Analysis of data in this series has identified a good correlation between changes in Pasieka’s parathyroid symptoms score (PAS) and SF-36 scores for physical and mental components. However, there are differences between these two assessment tools. The Pasieka’s questionnaire is a disease-specific tool developed for primary hyperparathyroidism (PHPT), and hence, it seems to be able to demonstrate changes of higher amplitude. One the other hand, the SF-36 questionnaire offers a generic assessment that might not be sensitive enough for PHPT, and hence, postoperative improvements might be identified only for some of its components. As a last difference between these two questionnaires, the Pasieka’s score can be easily calculated as the sum of 13 numbers, whereas the SF-36 necessitates coding of the answers according to a standardized scale and the use of a special software to interpret these data. Because PAS allows easier and faster analysis, it is more likely to be adopted into routine clinical practice.

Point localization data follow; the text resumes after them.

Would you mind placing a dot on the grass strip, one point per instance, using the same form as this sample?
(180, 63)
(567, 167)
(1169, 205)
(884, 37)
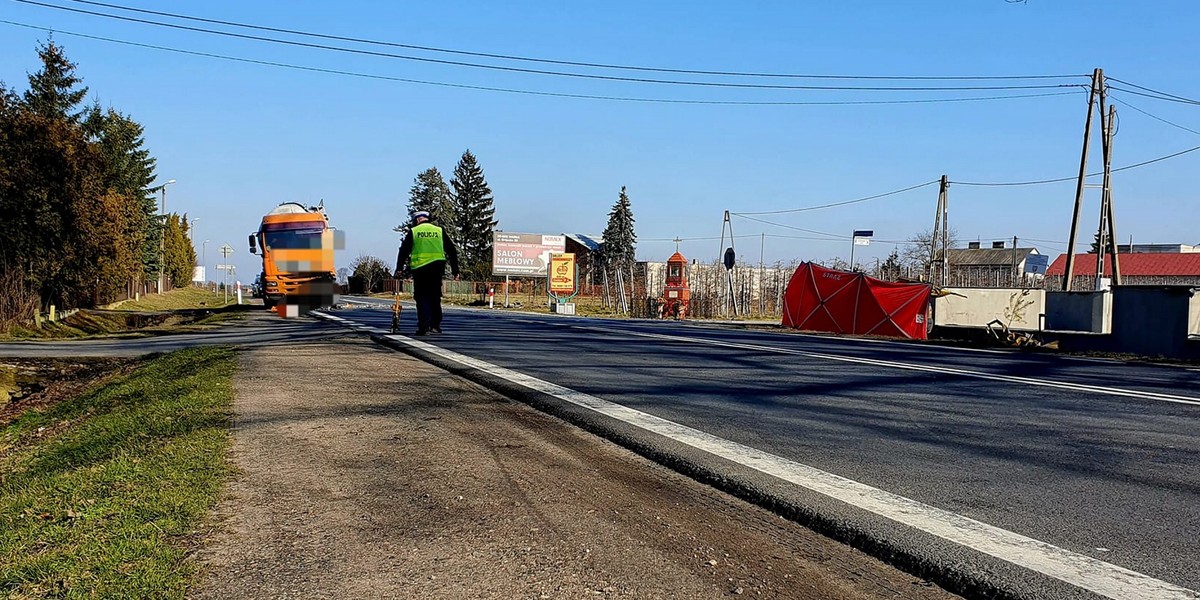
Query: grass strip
(179, 298)
(100, 493)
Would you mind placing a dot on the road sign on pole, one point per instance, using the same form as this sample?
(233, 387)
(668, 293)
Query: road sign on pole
(226, 252)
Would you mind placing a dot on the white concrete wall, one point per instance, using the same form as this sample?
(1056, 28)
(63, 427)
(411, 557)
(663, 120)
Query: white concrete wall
(1020, 309)
(1079, 311)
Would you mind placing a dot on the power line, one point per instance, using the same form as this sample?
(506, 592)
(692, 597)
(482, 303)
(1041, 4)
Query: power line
(1135, 93)
(1162, 94)
(997, 184)
(789, 227)
(840, 203)
(564, 63)
(513, 90)
(545, 72)
(1156, 118)
(1181, 153)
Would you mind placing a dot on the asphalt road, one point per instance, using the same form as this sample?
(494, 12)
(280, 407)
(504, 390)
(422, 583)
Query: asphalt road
(1099, 459)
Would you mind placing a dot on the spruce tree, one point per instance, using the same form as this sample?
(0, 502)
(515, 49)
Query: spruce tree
(474, 217)
(52, 91)
(130, 172)
(431, 193)
(619, 240)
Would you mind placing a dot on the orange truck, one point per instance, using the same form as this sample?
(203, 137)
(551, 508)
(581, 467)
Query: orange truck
(298, 258)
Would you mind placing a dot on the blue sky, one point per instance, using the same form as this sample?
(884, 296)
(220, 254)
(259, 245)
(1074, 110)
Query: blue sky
(239, 138)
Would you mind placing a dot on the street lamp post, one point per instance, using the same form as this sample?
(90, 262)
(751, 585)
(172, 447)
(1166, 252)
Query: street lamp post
(162, 235)
(191, 241)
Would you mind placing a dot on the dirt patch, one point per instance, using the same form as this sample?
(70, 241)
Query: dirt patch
(366, 473)
(39, 383)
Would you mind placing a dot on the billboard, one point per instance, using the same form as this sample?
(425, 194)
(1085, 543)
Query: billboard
(525, 255)
(562, 273)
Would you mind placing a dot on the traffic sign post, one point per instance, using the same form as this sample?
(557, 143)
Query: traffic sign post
(859, 238)
(226, 252)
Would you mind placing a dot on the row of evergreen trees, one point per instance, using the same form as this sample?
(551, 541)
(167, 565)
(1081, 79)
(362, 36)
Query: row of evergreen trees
(465, 209)
(79, 217)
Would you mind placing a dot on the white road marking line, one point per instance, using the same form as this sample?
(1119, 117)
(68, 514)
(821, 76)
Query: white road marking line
(931, 369)
(1084, 571)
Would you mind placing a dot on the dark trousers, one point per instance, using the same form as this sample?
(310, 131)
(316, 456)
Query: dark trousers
(427, 294)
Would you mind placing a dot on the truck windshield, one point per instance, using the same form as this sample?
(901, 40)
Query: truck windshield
(300, 235)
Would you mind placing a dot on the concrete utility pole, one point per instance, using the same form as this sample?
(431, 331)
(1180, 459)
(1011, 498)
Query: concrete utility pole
(162, 235)
(940, 237)
(1097, 90)
(1107, 203)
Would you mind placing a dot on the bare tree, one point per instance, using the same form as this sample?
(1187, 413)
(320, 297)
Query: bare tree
(372, 270)
(918, 250)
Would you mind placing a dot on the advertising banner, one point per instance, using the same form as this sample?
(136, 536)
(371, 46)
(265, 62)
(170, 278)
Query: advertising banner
(562, 273)
(525, 255)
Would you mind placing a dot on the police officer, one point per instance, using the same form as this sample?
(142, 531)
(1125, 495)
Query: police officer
(424, 255)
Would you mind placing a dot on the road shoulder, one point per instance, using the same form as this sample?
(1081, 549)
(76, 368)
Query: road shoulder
(369, 473)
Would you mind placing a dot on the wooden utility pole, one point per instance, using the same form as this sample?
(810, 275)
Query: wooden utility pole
(1097, 90)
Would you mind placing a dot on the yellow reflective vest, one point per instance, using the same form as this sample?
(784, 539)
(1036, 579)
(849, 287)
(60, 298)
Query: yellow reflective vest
(426, 245)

There are some limitations of this study. First, there was no randomization; parathyroid surgery was offered to all patients with secure biochemical diagnosis of PHPT. Second, we have not tested these assessments tools in a control group of patients undergoing neck surgery for other indications; hence, we have not assessed how specific and sensitive these questionnaires are for PHPT. We considered that some of these issues have been addressed in previous studies and preferred to use each patient as his own control by comparing the preoperative answers with those at 3–12 months postoperatively. Third, not all 101 patients replied to all follow-up questionnaires—a limitation inherent to all postal surveys. Because some of the patients enrolled in this study do not leave in the vicinity of the hospital, many were discharged to their referring physician for long-term biochemical follow-up and failed to reply to some of the three postoperative questionnaires.

Conclusions

Successful parathyroidectomy is followed by a decrease in severity of symptoms and an improvement in quality of life that is persistent 12 months postoperatively. We advocate that Pasieka’s questionnaire should be integrated into the assessment of patients with PHPT as a reliable tool to identify symptomatic changes that correlate with improved quality of life.